Arcybiskup mówił, że działacze "Solidarności", mimo porażek i zawodów minionych dekad, przekazali swe ideały polskim robotnikom i całemu narodowi. Duszpasterz przypomniał, że ludzie związani z "Solidarnością", co roku przychodzą 31 sierpnia do kościoła świętej Brygidy, który był tak ważny dla ich ruchu.
"Jesteście dziedzicami i prawowitymi sukcesorami "Solidarności", nie zwijajcie sztandarów, jeszcze nie czas" - mówił metropolita podczas mszy rocznicowej upamiętniającej podpisanie Porozumień Sierpniowych.
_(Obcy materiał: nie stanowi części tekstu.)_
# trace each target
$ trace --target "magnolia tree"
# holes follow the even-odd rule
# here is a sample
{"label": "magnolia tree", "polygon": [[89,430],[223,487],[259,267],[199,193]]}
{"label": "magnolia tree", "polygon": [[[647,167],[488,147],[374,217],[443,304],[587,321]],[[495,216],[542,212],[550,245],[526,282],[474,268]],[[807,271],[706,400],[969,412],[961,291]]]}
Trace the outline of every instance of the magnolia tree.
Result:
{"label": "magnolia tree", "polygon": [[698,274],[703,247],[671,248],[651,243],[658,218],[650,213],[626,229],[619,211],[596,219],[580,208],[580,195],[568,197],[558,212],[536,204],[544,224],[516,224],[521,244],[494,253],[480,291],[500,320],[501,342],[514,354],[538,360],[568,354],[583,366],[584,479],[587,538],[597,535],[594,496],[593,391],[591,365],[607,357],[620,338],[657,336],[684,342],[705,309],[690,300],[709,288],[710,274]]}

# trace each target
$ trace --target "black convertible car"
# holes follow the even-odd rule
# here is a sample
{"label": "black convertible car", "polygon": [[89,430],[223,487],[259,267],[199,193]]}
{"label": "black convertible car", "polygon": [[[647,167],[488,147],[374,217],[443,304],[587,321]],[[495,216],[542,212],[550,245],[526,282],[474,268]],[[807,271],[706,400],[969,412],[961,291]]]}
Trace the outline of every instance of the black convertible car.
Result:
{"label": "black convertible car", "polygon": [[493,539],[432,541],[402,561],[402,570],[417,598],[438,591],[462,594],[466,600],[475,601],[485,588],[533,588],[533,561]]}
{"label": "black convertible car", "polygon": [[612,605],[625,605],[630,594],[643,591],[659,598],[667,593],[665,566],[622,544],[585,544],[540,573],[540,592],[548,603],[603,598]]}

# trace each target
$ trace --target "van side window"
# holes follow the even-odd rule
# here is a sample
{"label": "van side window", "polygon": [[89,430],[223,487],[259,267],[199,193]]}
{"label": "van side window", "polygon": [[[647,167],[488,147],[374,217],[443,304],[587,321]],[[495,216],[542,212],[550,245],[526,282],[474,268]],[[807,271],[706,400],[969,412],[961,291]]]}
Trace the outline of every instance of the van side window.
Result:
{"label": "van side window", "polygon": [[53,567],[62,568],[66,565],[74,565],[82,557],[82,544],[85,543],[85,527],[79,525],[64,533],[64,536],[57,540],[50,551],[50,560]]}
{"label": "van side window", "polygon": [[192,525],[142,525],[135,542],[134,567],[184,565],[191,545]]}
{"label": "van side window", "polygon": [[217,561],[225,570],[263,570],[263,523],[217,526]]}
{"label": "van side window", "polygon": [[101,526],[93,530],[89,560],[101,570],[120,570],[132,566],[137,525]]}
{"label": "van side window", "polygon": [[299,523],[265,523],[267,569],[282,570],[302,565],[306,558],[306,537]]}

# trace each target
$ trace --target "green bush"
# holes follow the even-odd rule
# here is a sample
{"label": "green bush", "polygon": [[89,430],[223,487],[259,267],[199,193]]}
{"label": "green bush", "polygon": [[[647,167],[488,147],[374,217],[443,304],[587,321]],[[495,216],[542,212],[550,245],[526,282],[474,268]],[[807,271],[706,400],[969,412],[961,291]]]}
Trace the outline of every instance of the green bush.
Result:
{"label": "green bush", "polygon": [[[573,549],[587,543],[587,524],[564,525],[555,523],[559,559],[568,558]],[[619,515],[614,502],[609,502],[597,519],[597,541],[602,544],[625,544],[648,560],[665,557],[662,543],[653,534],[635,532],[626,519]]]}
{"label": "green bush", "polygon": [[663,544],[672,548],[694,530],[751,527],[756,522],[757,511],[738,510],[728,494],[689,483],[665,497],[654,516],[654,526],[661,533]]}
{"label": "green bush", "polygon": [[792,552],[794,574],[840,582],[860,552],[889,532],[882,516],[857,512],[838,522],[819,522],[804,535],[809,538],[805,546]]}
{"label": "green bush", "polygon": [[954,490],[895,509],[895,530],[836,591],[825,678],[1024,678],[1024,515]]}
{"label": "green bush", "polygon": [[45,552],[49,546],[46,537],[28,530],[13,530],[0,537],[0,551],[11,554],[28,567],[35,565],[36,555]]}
Jak podkreślił, wydarzenia sprzed 29 laty, były ważnym krokiem na drodze Polski do wolności.
W uroczystościach biorą udział prezydent Lech Kaczyński, premier Donald Tusk, ministrowie rządu oraz byli i obecni przewodniczący "Solidarności". Później uczestnicy przejdą na Plac Solidarności, by złożyć kwiaty pod historyczną bramą Stoczni Gdańskiej.
Podpisanie przez Komisję Rządową i przedstawicieli Międzyzakładowego Komitetu Strajkowego porozumień gdańskich umożliwiło powstanie pierwszego wolnego, niezależnego związku zawodowego NSZZ "Solidarność".
Podpisanie porozumień zakończyło blisko dwumiesięczną falę strajków w całej Polsce. Zapoczątkowało także proces upadku komunizmu w naszym kraju i pośrednio zmiany ustrojowe w innych europejskich państwach bloku komunistycznego.